Banks and the future of work

December 2, 2017

Finance industry workers are facing increasing pressure as banks seek to maximise their already hefty profits. Our jobs are becoming increasingly precarious, and all the while our wages and conditions are being threatened with cuts.

These days, if you walk into a bank, you’ll find very few staff and a lot of ATMs, which not only give cash but do almost everything a teller can do. You will also find a concierge, whose job is to shift customers to self-service via online banking. Tellers have performance targets for shifting customers online.

These measures go hand-in-hand with the banks’ move to close down as many branches as possible. Almost every month, banks announce another round of branch closures and job cuts. Hardest hit are regional and rural communities where job opportunities are few and far between.

The same is happening in the banks’ call centres. Every statement by call centre staff is recorded. Any deviation from the call centre script, even forgetting to say “thank you” or “hello” could be considered a breach of policy and result in performance management, or being placed on a black list.

Call centre workers are in constant fear of losing their jobs offshore where workers are paid a fraction of the Australian wage.

The same trend is happening in the back offices, which provide support for the frontline staff.

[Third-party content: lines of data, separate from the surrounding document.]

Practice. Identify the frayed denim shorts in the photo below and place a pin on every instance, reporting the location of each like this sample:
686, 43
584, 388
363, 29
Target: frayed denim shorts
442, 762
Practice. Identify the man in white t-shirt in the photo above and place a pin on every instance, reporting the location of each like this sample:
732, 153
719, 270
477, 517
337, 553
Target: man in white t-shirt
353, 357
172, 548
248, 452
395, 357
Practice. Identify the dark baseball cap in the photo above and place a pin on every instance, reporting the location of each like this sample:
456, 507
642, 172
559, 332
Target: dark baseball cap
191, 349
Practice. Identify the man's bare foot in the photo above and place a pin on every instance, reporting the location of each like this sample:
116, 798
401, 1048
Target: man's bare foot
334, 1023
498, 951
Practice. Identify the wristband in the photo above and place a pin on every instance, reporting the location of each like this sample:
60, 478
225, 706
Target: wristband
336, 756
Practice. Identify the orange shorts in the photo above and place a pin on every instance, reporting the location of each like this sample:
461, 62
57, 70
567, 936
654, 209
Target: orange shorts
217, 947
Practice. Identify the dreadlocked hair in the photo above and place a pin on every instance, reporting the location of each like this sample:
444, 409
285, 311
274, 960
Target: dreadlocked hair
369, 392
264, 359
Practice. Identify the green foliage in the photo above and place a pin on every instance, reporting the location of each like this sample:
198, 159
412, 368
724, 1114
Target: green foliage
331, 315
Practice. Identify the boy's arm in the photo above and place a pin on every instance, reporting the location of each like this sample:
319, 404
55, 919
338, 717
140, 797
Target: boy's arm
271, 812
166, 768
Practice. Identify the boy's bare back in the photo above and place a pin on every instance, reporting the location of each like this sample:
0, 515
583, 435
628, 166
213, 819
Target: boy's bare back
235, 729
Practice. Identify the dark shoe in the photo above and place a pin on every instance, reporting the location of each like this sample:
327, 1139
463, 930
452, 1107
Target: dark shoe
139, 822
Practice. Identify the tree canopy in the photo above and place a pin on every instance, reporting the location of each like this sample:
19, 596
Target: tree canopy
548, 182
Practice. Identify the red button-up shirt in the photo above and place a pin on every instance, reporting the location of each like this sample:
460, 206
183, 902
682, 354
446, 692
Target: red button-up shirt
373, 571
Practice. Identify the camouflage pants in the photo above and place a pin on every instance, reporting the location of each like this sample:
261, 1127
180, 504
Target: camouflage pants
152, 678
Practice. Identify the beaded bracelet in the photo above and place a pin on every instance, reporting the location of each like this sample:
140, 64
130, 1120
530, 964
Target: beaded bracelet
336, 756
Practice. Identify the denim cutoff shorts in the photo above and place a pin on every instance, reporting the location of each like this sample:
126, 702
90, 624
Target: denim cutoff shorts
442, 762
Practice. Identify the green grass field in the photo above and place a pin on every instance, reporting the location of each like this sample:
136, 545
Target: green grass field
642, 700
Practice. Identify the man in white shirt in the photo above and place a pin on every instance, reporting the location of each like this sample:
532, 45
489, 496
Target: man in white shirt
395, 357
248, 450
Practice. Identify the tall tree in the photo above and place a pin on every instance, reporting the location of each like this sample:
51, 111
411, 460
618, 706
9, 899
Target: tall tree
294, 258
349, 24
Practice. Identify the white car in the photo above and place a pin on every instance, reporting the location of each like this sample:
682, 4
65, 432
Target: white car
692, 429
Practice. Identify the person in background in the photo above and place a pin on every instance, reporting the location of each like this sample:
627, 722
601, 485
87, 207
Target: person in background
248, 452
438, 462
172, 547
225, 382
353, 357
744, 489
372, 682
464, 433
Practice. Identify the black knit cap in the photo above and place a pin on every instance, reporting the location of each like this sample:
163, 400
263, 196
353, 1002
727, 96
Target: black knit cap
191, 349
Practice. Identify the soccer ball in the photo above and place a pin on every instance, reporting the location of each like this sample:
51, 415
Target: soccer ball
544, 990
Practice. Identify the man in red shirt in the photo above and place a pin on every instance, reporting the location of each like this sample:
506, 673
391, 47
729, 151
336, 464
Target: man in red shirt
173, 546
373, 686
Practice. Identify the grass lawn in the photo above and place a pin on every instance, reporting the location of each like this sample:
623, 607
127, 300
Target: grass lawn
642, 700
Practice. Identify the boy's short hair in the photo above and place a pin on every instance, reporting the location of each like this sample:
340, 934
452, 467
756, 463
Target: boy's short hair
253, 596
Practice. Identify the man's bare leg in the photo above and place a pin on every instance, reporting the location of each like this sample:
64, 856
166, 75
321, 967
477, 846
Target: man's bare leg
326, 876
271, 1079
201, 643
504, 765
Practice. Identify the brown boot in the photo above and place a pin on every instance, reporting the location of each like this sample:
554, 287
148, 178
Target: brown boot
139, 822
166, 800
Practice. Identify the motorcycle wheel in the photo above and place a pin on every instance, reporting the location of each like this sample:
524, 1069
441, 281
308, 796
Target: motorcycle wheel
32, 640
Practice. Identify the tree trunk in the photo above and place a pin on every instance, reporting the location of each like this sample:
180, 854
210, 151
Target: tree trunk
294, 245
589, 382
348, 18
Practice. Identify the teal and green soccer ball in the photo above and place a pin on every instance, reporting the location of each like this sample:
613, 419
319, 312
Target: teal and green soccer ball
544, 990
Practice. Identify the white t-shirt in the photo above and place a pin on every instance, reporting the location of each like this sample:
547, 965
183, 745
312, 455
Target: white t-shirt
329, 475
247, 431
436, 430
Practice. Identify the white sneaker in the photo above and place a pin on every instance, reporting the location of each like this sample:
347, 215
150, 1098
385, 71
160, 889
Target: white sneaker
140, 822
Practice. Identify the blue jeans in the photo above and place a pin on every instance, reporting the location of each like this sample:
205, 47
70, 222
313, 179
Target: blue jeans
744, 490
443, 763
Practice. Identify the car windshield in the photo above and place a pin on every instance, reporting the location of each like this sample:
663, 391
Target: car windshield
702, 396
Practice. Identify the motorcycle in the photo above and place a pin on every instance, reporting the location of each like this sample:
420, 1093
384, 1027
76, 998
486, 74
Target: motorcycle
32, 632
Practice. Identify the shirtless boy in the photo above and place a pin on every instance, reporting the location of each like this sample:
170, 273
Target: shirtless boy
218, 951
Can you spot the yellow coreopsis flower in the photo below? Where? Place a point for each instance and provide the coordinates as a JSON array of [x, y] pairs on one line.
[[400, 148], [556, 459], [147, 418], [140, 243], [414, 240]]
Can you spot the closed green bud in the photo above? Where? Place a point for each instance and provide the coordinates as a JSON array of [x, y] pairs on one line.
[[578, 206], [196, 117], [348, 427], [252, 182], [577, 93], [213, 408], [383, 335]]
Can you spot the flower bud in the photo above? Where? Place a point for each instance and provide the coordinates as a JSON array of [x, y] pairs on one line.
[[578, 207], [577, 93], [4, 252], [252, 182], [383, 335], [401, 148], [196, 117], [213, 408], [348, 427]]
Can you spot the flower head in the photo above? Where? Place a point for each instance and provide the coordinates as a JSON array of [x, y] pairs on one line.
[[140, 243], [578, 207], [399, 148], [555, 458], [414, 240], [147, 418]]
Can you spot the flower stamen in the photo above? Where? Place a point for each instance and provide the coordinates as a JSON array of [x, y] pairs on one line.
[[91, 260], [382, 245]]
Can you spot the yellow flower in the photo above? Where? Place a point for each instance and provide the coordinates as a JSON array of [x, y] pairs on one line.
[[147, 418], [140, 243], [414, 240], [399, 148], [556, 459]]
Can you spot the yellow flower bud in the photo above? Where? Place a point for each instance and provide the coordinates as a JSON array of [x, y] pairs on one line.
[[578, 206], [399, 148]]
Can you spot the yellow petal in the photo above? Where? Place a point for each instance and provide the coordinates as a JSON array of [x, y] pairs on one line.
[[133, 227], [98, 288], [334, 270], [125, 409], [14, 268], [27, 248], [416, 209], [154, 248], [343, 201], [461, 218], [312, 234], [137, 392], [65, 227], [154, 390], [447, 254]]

When it comes to outsourcing, no area has been hit harder than information technology. It is not that the work is not there. The problem is that the banks see back office staff as an expense and not a revenue earner like the front office staff. So these jobs are always on the line.

Jobs

The National Australia Bank (NAB) announced recently it would sack 6000 workers despite also revealing a $5.3 billion profit. These jobs are defined broadly enough to include multiple job types in a single role, which means up to 8000 people could lose their jobs.

NAB said it will add 2000 new jobs in its “digital” area, and promised to redeploy as many of these people as possible. But it is always cheaper to hire new staff with the relevant skills than to retrain people.

ANZ Bank has announced it will restructure its Australian Division into smaller units that would operate as small “start up” companies. ANZ said it would be adopting “Agile” methods to form tribes, made of squads, which are made of scrum teams.

Many large multinationals have embraced the Agile concept as the future of work. In fact, it is just another new way to exploit workers.

Using concepts such as daily “stand ups”, time boxing, showcasing and visual boards, Agile monitors workers every second of the day. Their output is tracked on a board, which shows where people are up to compared to others.

These corporate transformations are pushing workers to the limits, without adequate training or time to adapt. Their performance is then viewed as being “below expectations” by management, leading to performance management and, ultimately, the sack.

Future of work

Westpac recently launched an initiative called “Workforce Revolution”. It was meant to give “hope” back to staff. It invited a “futurist” in to provide a vision of what the future work would look like. That was scary.

They predicted that rather than having a single job in a company or industry, workers would have multiple jobs for which they would compete against others. So, for instance, a person might be a bank worker for one day in the week, and on the other days they might be a gardener or a delivery driver. This would be “enabled” by technology that would allow workers to “sell” their skills on a virtual market from which bosses could pick and choose the cheapest person.

Does this sound familiar? It is the gig economy where you can be an Uber driver one day, a Deliveroo person the next and an Air Tasker the following.

Gig economy workers are some of the most exploited workers in the world, without an enterprise agreement or a union to protect them.

This is apparently the future of work. We can either accept that capitalism has free reign to decide our future, or we can fight back and demand a voice in how the economy is shaped.

The Big Four banks make combined profits of about $30 billion a year. These profits come from: branch closures and staff lay-offs; increased workloads; naming and shaming “under performers”; sending jobs offshore; pushing workers onto one-year contracts; and sales-driven performance management.

The most insidious attack of all has been the introduction of the Conduct Background Check. This is essentially a black list that allows bank bosses to put any bank worker onto a register, to which other banks have access, for any breach of policy.

Being on this register could mean the end of your career.

Royal commission

There has been scandal after scandal in the banking industry, highlighting the sales-driven, profits-at-all-costs culture, which is being driven from the top. These include: dodgy investment advice; selling loans to people who do not need them; CBA’s rejection of insurance claims for genuine cases; rigging interest rates; and money laundering.

The government’s backflip — agreeing to a royal commission into the Big Four banks — has only come about because of mounting pressure from below. The fact that the Big Four banks asked for it, to clean up the banks’ image, is revealing.

In April last year the Finance Sector Union called for a royal commission into the industry but warned that it needed to focus on the “systemic problems caused by failed leadership of our industry”. It also said that the terms of reference must ensure that it is not allowed “to become a witch hunt that focuses on individual workers”.

Over the next year, evidence given to this commission will provide many openings for union and community campaigns to drive the point home that the banking industry must be renationalised and control of our money given back to workers and the community.